The architecture is designed to absorb new intelligence sources without structural changes:
-
Options Flow Agent: register
unusual_whalestool binding -
Insider Trading Alert Agent: a real-time Form 4 monitoring via
sec_edgar - Geopolitical Risk Agent: satellite imagery + shipping data tools
- Quant Signal Agent: proprietary factor integration via custom tool binding
- Voice Briefing Agent: ElevenLabs text-to-speech tool for podcast generation
- Historical RAG Agent: vector search over past briefings: "When was the last time VIX spiked 20% before a Fed meeting?"

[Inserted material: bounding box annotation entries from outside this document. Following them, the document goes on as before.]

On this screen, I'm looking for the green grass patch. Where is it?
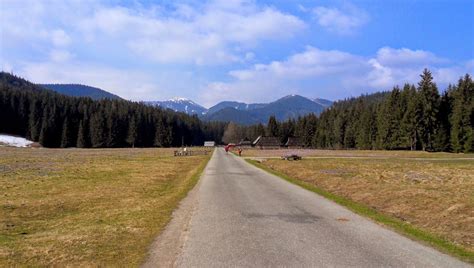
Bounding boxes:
[246,159,474,263]
[0,148,210,267]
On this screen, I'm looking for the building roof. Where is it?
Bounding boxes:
[285,137,302,147]
[253,136,281,147]
[239,140,252,146]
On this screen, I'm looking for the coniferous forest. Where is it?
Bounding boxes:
[0,70,474,152]
[0,73,224,148]
[220,70,474,152]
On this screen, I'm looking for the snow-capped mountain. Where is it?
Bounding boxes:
[144,95,332,121]
[144,97,207,115]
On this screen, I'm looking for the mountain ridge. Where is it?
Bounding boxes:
[35,78,333,125]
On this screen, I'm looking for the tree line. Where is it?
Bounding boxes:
[224,69,474,152]
[0,69,474,152]
[0,73,225,148]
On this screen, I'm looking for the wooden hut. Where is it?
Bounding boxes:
[237,139,252,149]
[253,136,281,150]
[285,137,303,149]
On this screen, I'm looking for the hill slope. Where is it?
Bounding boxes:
[202,95,332,125]
[143,98,207,115]
[39,84,122,100]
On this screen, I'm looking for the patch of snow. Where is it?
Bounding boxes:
[0,134,33,147]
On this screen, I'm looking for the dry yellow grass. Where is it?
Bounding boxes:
[261,154,474,252]
[0,148,209,267]
[242,149,474,159]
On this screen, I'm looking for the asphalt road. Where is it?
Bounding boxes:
[174,149,471,267]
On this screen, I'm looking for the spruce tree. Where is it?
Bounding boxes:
[61,117,71,148]
[76,120,87,148]
[267,115,279,137]
[418,69,440,151]
[127,116,138,148]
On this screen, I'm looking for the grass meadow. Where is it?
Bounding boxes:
[245,150,474,262]
[0,148,210,267]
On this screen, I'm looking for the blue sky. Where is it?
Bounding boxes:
[0,0,474,106]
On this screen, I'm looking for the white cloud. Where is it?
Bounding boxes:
[51,29,71,47]
[313,5,369,34]
[229,46,366,80]
[79,1,305,64]
[377,47,447,66]
[203,46,472,103]
[49,49,73,62]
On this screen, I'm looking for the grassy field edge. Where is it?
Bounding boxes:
[141,151,214,264]
[245,159,474,263]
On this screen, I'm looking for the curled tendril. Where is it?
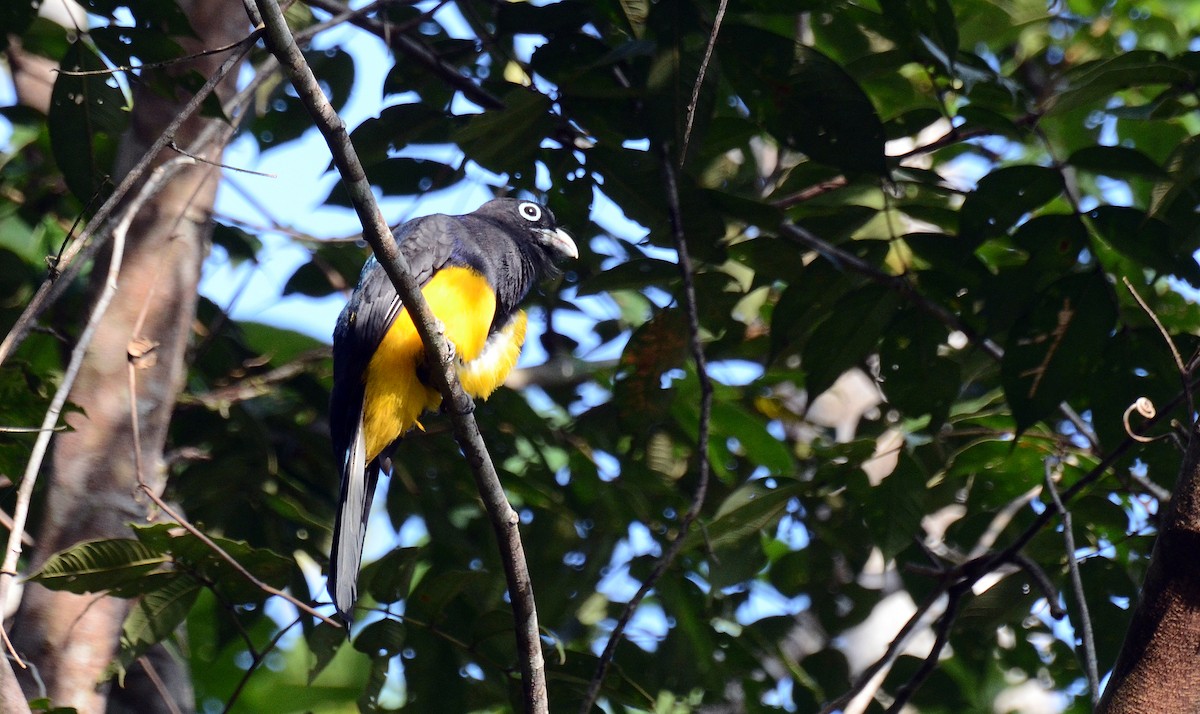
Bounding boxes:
[1121,397,1170,444]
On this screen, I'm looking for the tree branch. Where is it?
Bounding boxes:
[580,146,713,714]
[0,29,262,365]
[256,0,550,714]
[1045,458,1100,704]
[307,0,504,109]
[0,157,192,625]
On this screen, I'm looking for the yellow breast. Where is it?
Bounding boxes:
[362,268,527,461]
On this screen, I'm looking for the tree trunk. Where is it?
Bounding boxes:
[1097,426,1200,714]
[13,0,248,714]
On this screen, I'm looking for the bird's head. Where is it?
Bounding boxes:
[475,198,580,262]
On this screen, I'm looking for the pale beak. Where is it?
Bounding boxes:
[535,228,580,259]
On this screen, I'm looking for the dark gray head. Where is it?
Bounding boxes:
[472,198,580,263]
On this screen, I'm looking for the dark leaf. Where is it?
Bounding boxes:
[1001,272,1117,431]
[800,284,900,397]
[959,166,1062,242]
[47,41,128,204]
[29,538,170,593]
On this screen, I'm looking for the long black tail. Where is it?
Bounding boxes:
[329,422,380,624]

This framework lets you think in teams of specialists. No single model can capture the complexity of global markets, but a coordinated swarm of agents, orchestrated by Hermes and reasoned over by Claude gets surprisingly close.
This blueprint is open, extensible, and designed to be implemented in phases. The custom code is minimal because Hermes handles the orchestration, tool execution, and state management. What you bring is the domain expertise: the prompts, the schemas, and the understanding of what matters before market open.
What do you think? Would you structure your agents differently, or are there data sources you'd add immediately? I would appreciate feedback on what you think should be added.